PM Siliņa: reduced VAT on produce will need EUR 16 million

In order to apply the reduced value-added tax (VAT) rate of 12% to fresh fruit and vegetables in Latvia next year, it will need EUR 16 million in the budget, Prime Minister Evika Siliņa (New Unity) said on Monday after the coalition meeting.

The coalition announced the agreement to apply the 12% rate in late October.

The application of the 5% reduced rate will end this year.

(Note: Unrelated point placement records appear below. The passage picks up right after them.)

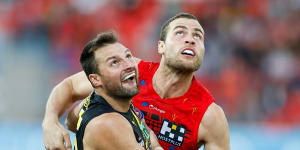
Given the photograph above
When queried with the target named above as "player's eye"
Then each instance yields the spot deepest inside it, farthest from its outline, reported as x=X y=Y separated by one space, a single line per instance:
x=179 y=33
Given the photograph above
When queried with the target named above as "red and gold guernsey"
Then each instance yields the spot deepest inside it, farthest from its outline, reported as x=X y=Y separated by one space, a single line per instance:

Consequently, Siliņa said, it was originally envisaged that a standard 21% rate would apply to fruit and vegetables from 2024. But the coalition agreed to a compromise a few weeks ago - a 12% VAT rate.

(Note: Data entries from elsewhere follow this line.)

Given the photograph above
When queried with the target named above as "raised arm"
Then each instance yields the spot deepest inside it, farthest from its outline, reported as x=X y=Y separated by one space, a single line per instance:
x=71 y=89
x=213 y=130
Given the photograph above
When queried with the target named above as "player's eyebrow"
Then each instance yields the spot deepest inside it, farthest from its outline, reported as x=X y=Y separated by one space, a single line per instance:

This compromise will cost €16 million and still needs to find financial sources, the Prime Minister noted. The government will have to seek compensatory mechanisms for this amount in order to align the budget with the European Commission, Silins noted.

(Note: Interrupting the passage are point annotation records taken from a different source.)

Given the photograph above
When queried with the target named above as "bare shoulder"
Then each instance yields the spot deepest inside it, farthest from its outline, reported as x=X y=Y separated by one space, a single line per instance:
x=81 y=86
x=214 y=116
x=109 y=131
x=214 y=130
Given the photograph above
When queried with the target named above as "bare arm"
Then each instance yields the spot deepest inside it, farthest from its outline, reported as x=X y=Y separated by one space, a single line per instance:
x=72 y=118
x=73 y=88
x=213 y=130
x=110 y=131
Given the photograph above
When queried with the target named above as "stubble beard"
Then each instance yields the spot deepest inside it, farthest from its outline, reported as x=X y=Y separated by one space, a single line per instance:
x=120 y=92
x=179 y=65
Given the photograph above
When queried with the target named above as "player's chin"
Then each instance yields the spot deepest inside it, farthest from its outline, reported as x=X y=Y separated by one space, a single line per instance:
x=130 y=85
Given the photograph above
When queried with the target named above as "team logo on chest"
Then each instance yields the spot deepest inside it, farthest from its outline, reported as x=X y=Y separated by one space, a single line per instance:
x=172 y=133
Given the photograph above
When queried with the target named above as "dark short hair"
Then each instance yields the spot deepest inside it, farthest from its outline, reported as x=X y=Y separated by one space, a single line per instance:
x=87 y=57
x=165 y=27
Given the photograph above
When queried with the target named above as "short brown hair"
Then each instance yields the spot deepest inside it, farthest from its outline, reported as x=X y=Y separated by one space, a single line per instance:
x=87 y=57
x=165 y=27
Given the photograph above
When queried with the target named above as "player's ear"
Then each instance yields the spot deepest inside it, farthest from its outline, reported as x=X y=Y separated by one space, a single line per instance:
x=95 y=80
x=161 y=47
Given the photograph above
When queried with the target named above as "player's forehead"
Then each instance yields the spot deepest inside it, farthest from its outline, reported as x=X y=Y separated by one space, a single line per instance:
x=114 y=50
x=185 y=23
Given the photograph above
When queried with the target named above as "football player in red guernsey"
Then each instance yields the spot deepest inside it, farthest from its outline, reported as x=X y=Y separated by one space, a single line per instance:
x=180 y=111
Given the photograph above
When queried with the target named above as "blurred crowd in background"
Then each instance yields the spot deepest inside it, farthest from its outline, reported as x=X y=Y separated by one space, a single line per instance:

The reduced VAT rate of  5%, instead of 21%, for fresh vegetables, berries and fruits for the duration of a pilot project was introduced in 2018. The reduced VAT rate was intended for three years. In 2020, the Ministry of Agriculture concluded that the criteria had been met with success, while the Ministry of Finance considered that the pilot project was not a success. However, the government  agreed to roll over the reduced VAT rate until the end of 2023.